Eine gesetzliche Regelung sei daher dringend notwendig, meint Claudia Brügge. Beim Bundesjustizministerium gibt es zwar bereits einen Arbeitskreis zum Thema Abstammung. Mit einem Ergebnis rechnet das Ministerium aber erst 2017. Neben dem Auskunftsrecht müssten etwa Fragen nach den Unterhaltspflichten schnell geregelt werden. Außerdem brauche es ein unabhängiges Spenderregister, in dem Kinder Auskunft über ihre Herkunft bekommen können. Brügge will zudem, dass Ärzte dazu verpflichtet werden, Eltern eine Beratung anzubieten.
Nach Angaben von Samenbanken und Kliniken gibt es bisher allerdings nur wenige Anfragen. Beim Zentrum für Reproduktionsmedizin in Essen lägen derzeit etwa 50 bis 60 Anfragen vor, sagte einer der Klinik-Leiter, Thomas Katzorke. Im Schnitt kämen im Monat ein bis zwei hinzu. Nach Einschätzung des Mediziners gibt es in Deutschland derzeit etwa 110 000 Spenderkinder, pro Jahr würden etwa 1000 Kinder geboren. Gegen Katzorke erwirkte ein Spenderkind 2013 das erste Urteil zum Auskunftsrecht vor dem Oberlandesgericht Hamm.
Die Spermabank Hamburg hat nach eigenen Angaben solche juristischen Probleme nicht. Es sei noch nie vorgekommen, dass ein Spender nicht mit seinem Kind in Kontakt treten wollte, hieß es bei der Laborleitung. Anonymität sei den Männern allerdings auch nie zugesichert worden. Die Samenbank gibt es seit 1990. Nur etwa ein Prozent der Kinder habe bisher nach dem biologischen Vater gefragt.

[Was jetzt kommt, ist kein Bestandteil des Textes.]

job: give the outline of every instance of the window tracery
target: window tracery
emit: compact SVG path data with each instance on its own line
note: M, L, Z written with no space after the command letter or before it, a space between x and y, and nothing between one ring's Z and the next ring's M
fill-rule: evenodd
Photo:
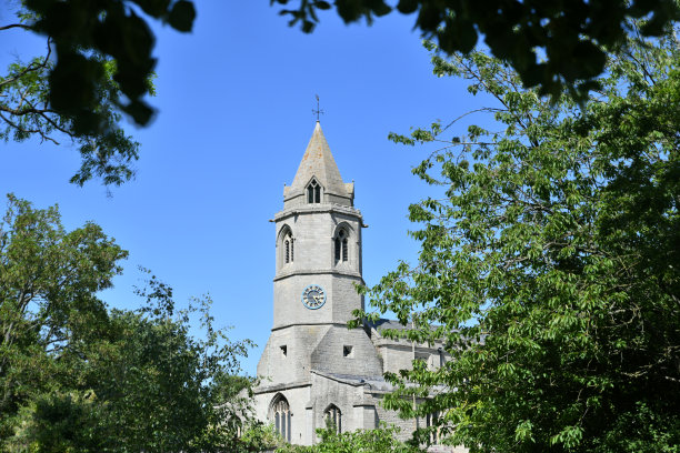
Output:
M274 396L270 412L270 421L273 422L274 430L281 437L290 442L290 405L286 397L282 395Z
M336 263L340 261L347 262L349 258L349 234L344 229L338 231L336 236Z
M286 236L283 238L283 246L284 246L284 260L286 263L292 263L296 254L294 254L294 240L292 233L288 231Z
M320 203L321 202L321 185L316 179L312 179L307 187L307 202L308 203Z

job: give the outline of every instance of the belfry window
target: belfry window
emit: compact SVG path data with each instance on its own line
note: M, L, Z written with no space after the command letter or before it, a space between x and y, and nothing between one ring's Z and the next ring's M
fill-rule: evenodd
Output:
M286 263L292 263L293 259L294 259L294 249L293 249L293 236L290 233L290 231L288 233L286 233L286 236L283 238L283 248L284 248L284 261Z
M323 413L323 420L326 420L327 427L336 430L338 434L342 432L342 413L337 405L331 404L328 406Z
M336 236L336 263L347 261L348 258L348 234L344 230L340 230Z
M308 203L320 203L321 202L321 185L316 179L312 179L307 187L307 202Z
M273 425L277 433L284 440L290 442L290 405L286 397L281 394L274 397L270 410L270 420L273 419Z

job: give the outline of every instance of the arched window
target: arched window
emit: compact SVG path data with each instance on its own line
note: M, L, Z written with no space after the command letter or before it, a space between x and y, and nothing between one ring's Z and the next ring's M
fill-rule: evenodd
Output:
M283 395L279 394L272 400L269 420L273 422L277 433L290 442L290 405Z
M440 441L438 421L439 421L439 412L428 414L426 417L426 426L430 429L429 437L430 437L430 443L432 445L439 444L439 441Z
M292 263L296 258L294 254L294 240L292 233L289 231L283 236L283 248L284 248L284 261L286 263Z
M323 413L323 420L326 420L327 427L336 430L338 434L342 432L342 413L337 405L331 404L328 406Z
M312 179L307 187L307 202L308 203L320 203L321 202L321 185L316 179Z
M349 234L347 231L340 230L336 236L336 263L340 261L347 261L348 253L348 239Z

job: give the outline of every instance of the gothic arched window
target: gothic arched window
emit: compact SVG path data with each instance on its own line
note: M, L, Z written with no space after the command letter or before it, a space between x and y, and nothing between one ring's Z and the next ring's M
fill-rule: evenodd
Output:
M323 413L323 420L326 420L327 427L332 427L338 434L342 432L342 413L337 405L328 406Z
M290 442L290 405L283 395L279 394L272 400L269 420L273 422L277 433Z
M308 203L320 203L321 202L321 185L316 179L312 179L307 187L307 202Z
M292 263L293 259L296 258L293 244L294 244L294 240L293 240L292 233L289 231L283 236L283 248L284 248L283 259L286 263Z
M338 232L336 236L336 263L340 261L347 261L348 259L348 239L349 234L343 229Z
M432 445L439 444L439 412L426 416L426 426L430 430L429 437Z

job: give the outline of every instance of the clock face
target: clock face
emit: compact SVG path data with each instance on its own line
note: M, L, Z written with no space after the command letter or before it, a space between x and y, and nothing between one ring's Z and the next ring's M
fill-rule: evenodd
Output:
M326 303L326 292L318 284L310 284L302 291L302 303L310 310L317 310Z

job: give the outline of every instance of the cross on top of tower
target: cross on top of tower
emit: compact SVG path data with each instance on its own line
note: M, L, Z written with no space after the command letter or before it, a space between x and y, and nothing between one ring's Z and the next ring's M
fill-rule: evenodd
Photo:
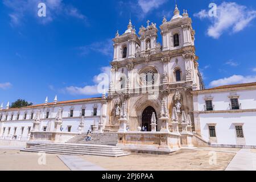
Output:
M147 20L147 27L149 27L149 23L150 23L150 21L149 20Z

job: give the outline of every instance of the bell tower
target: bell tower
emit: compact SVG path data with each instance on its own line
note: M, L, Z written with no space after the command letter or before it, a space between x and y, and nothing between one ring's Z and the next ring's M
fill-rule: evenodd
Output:
M192 20L187 10L182 15L176 5L174 16L167 22L164 17L160 26L162 35L163 51L174 50L184 47L194 46L195 31L192 27Z

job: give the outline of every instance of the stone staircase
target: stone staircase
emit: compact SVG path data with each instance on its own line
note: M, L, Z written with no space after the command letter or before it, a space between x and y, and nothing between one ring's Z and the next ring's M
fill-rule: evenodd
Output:
M118 141L117 134L114 133L93 133L92 141L87 142L86 138L87 138L86 134L77 135L66 143L94 144L115 146Z
M63 144L38 144L26 148L22 151L70 155L93 155L108 157L119 157L130 155L116 146L117 134L93 134L92 140L86 142L86 134L77 135Z

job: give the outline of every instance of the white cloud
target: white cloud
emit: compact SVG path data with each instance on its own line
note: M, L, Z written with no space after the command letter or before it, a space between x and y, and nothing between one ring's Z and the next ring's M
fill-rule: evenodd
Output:
M217 6L217 16L210 17L205 10L194 16L200 19L208 18L212 22L207 34L214 39L219 38L225 32L236 33L243 30L256 18L256 11L249 10L245 6L236 2L222 2Z
M13 85L10 82L0 83L0 89L7 89L10 88Z
M236 67L239 65L239 64L238 63L234 62L232 60L226 62L225 64L229 65L230 65L232 67Z
M81 51L82 55L87 55L90 51L98 52L108 56L113 56L114 53L113 42L110 39L104 42L97 42L90 45L82 46L79 49Z
M142 11L147 14L153 9L158 9L167 1L167 0L139 0L138 3Z
M19 26L26 21L25 16L32 16L43 24L53 20L57 16L72 16L86 21L86 17L72 6L67 6L63 0L42 1L46 5L46 17L38 17L38 5L39 2L35 0L3 0L3 3L11 10L9 15L11 18L12 26Z
M93 77L93 82L94 83L93 85L86 85L84 87L79 86L68 86L64 89L65 92L71 94L71 95L84 95L84 96L94 96L101 94L98 89L98 84L102 81L98 79L99 76L102 76L102 74L108 77L108 80L105 80L105 81L108 81L108 84L109 80L110 78L110 67L105 67L101 68L101 73L94 76ZM105 90L108 88L106 88ZM106 90L107 91L107 90Z
M235 75L230 77L213 81L210 83L209 85L211 87L215 87L225 85L244 84L253 82L256 82L256 75L243 76L242 75Z

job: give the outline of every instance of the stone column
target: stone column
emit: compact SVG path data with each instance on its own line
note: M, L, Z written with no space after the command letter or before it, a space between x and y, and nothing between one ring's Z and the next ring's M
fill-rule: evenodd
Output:
M57 115L56 117L54 124L54 131L60 132L60 127L62 125L62 110L60 108L57 113Z
M172 109L171 125L172 126L172 133L179 133L179 122L177 110L175 107Z
M163 99L161 106L161 117L159 120L162 122L161 132L170 133L169 130L169 114L165 99Z
M79 125L79 133L80 134L82 133L84 127L84 117L82 116L82 118L81 119L81 122L80 122L80 124Z
M41 111L38 110L35 120L33 122L32 131L40 131L40 124L41 123Z

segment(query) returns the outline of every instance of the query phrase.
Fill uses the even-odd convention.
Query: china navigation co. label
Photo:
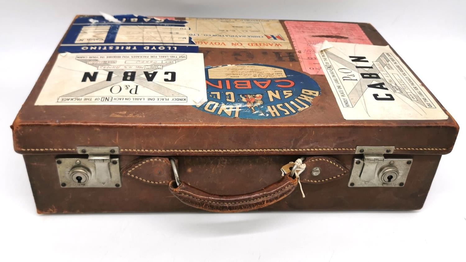
[[[329,44],[316,55],[345,119],[448,119],[388,46]]]
[[[278,20],[186,18],[189,36],[201,47],[292,49]]]
[[[192,105],[205,85],[200,53],[63,53],[35,105]]]

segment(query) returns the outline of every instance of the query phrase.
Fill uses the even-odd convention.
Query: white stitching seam
[[[339,165],[338,165],[336,163],[332,162],[332,161],[330,161],[330,160],[329,160],[328,159],[324,159],[324,158],[319,158],[319,159],[313,159],[312,160],[311,160],[311,161],[319,161],[319,160],[323,160],[324,161],[327,161],[327,162],[329,162],[329,163],[330,163],[331,164],[333,164],[334,165],[335,165],[336,167],[337,167],[339,168],[340,168],[340,169],[341,169],[342,171],[343,171],[343,173],[342,173],[342,174],[340,174],[340,175],[336,175],[335,176],[332,176],[332,177],[329,177],[329,178],[326,178],[325,179],[321,179],[321,180],[310,180],[310,179],[302,179],[302,181],[306,181],[307,182],[310,182],[311,183],[318,183],[319,182],[322,182],[322,181],[328,181],[329,180],[331,180],[332,179],[334,179],[335,178],[336,178],[337,177],[339,177],[343,175],[346,174],[346,172],[345,171],[345,170],[344,169],[343,169],[343,168],[342,168],[341,166],[340,166]]]
[[[147,163],[147,162],[149,162],[150,161],[161,161],[162,162],[164,161],[163,160],[161,160],[161,159],[160,159],[159,158],[151,158],[150,159],[148,159],[147,160],[146,160],[145,161],[143,162],[142,163],[139,163],[139,164],[138,164],[137,166],[134,167],[131,170],[128,171],[126,173],[123,173],[123,175],[128,175],[128,176],[130,176],[130,177],[132,177],[133,178],[136,178],[136,179],[139,179],[139,180],[141,180],[141,181],[144,181],[144,182],[148,182],[151,183],[151,184],[162,184],[162,183],[168,183],[168,182],[170,182],[170,181],[158,181],[158,182],[156,182],[155,181],[151,181],[150,180],[147,180],[146,179],[144,179],[144,178],[143,178],[142,177],[139,177],[139,176],[137,176],[137,175],[132,175],[132,174],[130,174],[130,173],[131,173],[131,171],[132,171],[133,170],[134,170],[134,169],[136,169],[136,168],[138,168],[140,167],[141,166],[142,166],[143,165],[143,164],[144,164],[144,163]]]

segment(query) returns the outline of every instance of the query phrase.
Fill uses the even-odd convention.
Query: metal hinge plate
[[[78,147],[77,153],[88,157],[57,158],[60,185],[63,188],[119,188],[120,161],[111,155],[118,147]]]
[[[363,158],[353,161],[348,186],[403,187],[412,163],[412,158],[385,158],[394,147],[356,147],[356,153]]]

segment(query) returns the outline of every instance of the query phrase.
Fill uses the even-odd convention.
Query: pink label
[[[285,21],[302,71],[310,74],[323,74],[315,57],[314,45],[324,40],[371,45],[356,24],[334,22]]]

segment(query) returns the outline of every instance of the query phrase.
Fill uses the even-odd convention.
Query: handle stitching
[[[130,173],[131,173],[131,171],[132,171],[133,170],[134,170],[134,169],[136,169],[136,168],[138,168],[140,167],[141,166],[142,166],[143,165],[143,164],[144,164],[144,163],[147,163],[147,162],[149,162],[150,161],[162,161],[162,162],[164,161],[163,160],[160,159],[160,158],[151,158],[150,159],[148,159],[147,160],[146,160],[145,161],[144,161],[142,163],[140,163],[139,164],[138,164],[137,166],[134,167],[134,168],[132,168],[132,169],[131,169],[131,170],[128,171],[127,172],[126,172],[125,173],[123,173],[123,175],[128,175],[128,176],[130,176],[130,177],[132,177],[133,178],[136,178],[137,179],[139,179],[139,180],[141,180],[142,181],[144,181],[144,182],[148,182],[152,183],[152,184],[162,184],[162,183],[168,183],[168,182],[170,182],[170,181],[158,181],[158,182],[155,181],[151,181],[150,180],[147,180],[147,179],[144,179],[144,178],[143,178],[142,177],[140,177],[139,176],[137,176],[137,175],[132,175],[132,174],[130,174]]]
[[[202,199],[202,198],[199,198],[199,197],[196,197],[195,196],[192,196],[192,195],[188,195],[187,194],[185,194],[185,193],[178,193],[178,194],[179,194],[180,195],[186,195],[187,196],[189,196],[189,197],[191,197],[192,198],[194,198],[195,199],[199,199],[199,200],[200,200],[201,201],[204,201],[204,202],[208,202],[209,203],[213,203],[214,204],[239,204],[239,203],[246,203],[247,202],[251,202],[251,201],[257,201],[257,200],[259,200],[259,199],[262,199],[262,198],[265,198],[266,197],[268,197],[272,196],[274,195],[276,195],[276,194],[278,194],[279,193],[280,193],[281,191],[283,191],[283,190],[287,189],[287,188],[289,188],[290,187],[291,187],[292,186],[293,186],[293,185],[290,185],[289,186],[287,186],[286,187],[283,188],[281,188],[281,189],[278,190],[278,191],[277,191],[277,192],[275,192],[275,193],[273,193],[272,194],[268,195],[266,195],[266,196],[262,196],[262,197],[259,197],[259,198],[256,198],[256,199],[251,199],[251,200],[247,200],[246,201],[240,201],[239,202],[214,202],[214,201],[209,201],[209,200],[204,200],[204,199]]]
[[[342,169],[342,171],[343,171],[344,173],[343,173],[342,174],[340,174],[340,175],[336,175],[335,176],[332,176],[332,177],[329,177],[329,178],[326,178],[325,179],[321,179],[320,180],[312,180],[311,179],[302,179],[302,180],[303,181],[306,181],[307,182],[311,182],[312,183],[318,183],[319,182],[322,182],[322,181],[328,181],[329,180],[331,180],[332,179],[334,179],[335,178],[336,178],[337,177],[339,177],[343,175],[346,174],[346,171],[345,171],[345,170],[344,169],[343,169],[343,168],[342,168],[340,165],[338,165],[336,163],[335,163],[335,162],[333,162],[332,161],[330,161],[330,160],[329,160],[328,159],[325,159],[325,158],[319,158],[318,159],[313,159],[312,160],[311,160],[311,161],[319,161],[319,160],[324,160],[325,161],[327,161],[327,162],[329,162],[329,163],[333,164],[334,165],[336,166],[336,167],[337,167],[339,168]]]
[[[451,150],[453,148],[396,148],[396,150],[426,150],[426,151],[446,151]],[[22,151],[75,151],[73,148],[20,148]],[[121,151],[134,152],[293,152],[293,151],[331,151],[331,150],[355,150],[356,148],[298,148],[298,149],[120,149]]]

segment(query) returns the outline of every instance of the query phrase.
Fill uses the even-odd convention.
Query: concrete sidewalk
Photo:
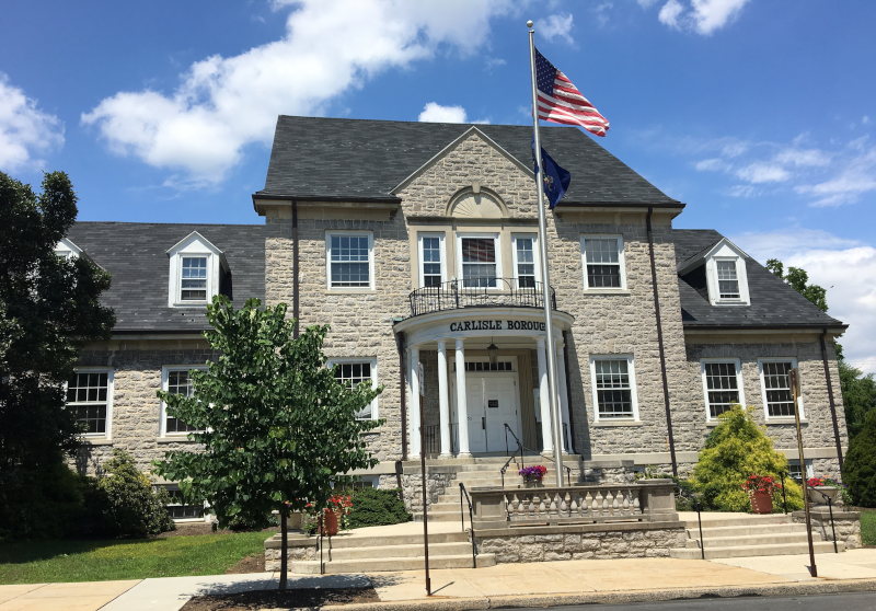
[[[381,603],[351,608],[447,610],[497,606],[549,606],[621,600],[666,600],[739,593],[799,593],[876,590],[876,550],[816,556],[695,561],[631,558],[504,564],[487,568],[431,572],[434,597],[426,599],[423,572],[370,575],[290,575],[293,588],[362,587],[369,583]],[[277,574],[168,577],[134,581],[0,586],[0,611],[176,611],[193,596],[274,589]],[[353,609],[350,609],[353,611]]]

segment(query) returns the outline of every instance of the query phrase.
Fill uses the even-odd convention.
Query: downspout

Die Namen der Spender würden erst nach einem vorbereitenden Gespräch mit Kind und Spender herausgegeben. Auf Wunsch moderiere man die Kontaktaufnahme und ziehe einen Psychologen hinzu.
Die rechtliche Situation für Samenspender ist stark von Gerichtsurteilen geprägt:
– Kinder anonymer Samenspender haben das Recht, den Namen ihres leiblichen Vaters zu erfahren, entschied das Oberlandesgericht (OLG) Hamm in Nordrhein-Westfalen Anfang 2013 (Az.: I-14 U 7/12). Es verpflichtete eine Reproduktionsklinik, einer per anonymer Samenspende gezeugten Frau den Namen ihres biologischen Vaters zu nennen. Das Bundesverfassungsgericht hatte bereits 1989 entschieden, jeder habe das Recht auf Kenntnis seiner Herkunft (Az.: 1 BvL 17/87).
– Der Bundesgerichtshof (BGH) stellte im Januar 2015 klar, dass grundsätzlich jedes Kind – egal welchen Alters – Anspruch darauf hat, seine Abstammung zu erfahren (Az.: XII ZR 201/13). Er gab zwei noch minderjährigen Kindern aus der Nähe von Hannover Recht, die eine Reproduktionsklinik verklagt hatten. Diese hatte die Auskunft über den biologischen Vater der beiden Schwestern verweigert.
– Willigt ein Partner in eine Samenspende ein, muss er Unterhalt zahlen – egal ob er mit der Frau verheiratet ist oder nicht. Das entschied der BGH im September 2015 in einem Grundsatzurteil (Az.: Az.: XII ZR 99/14).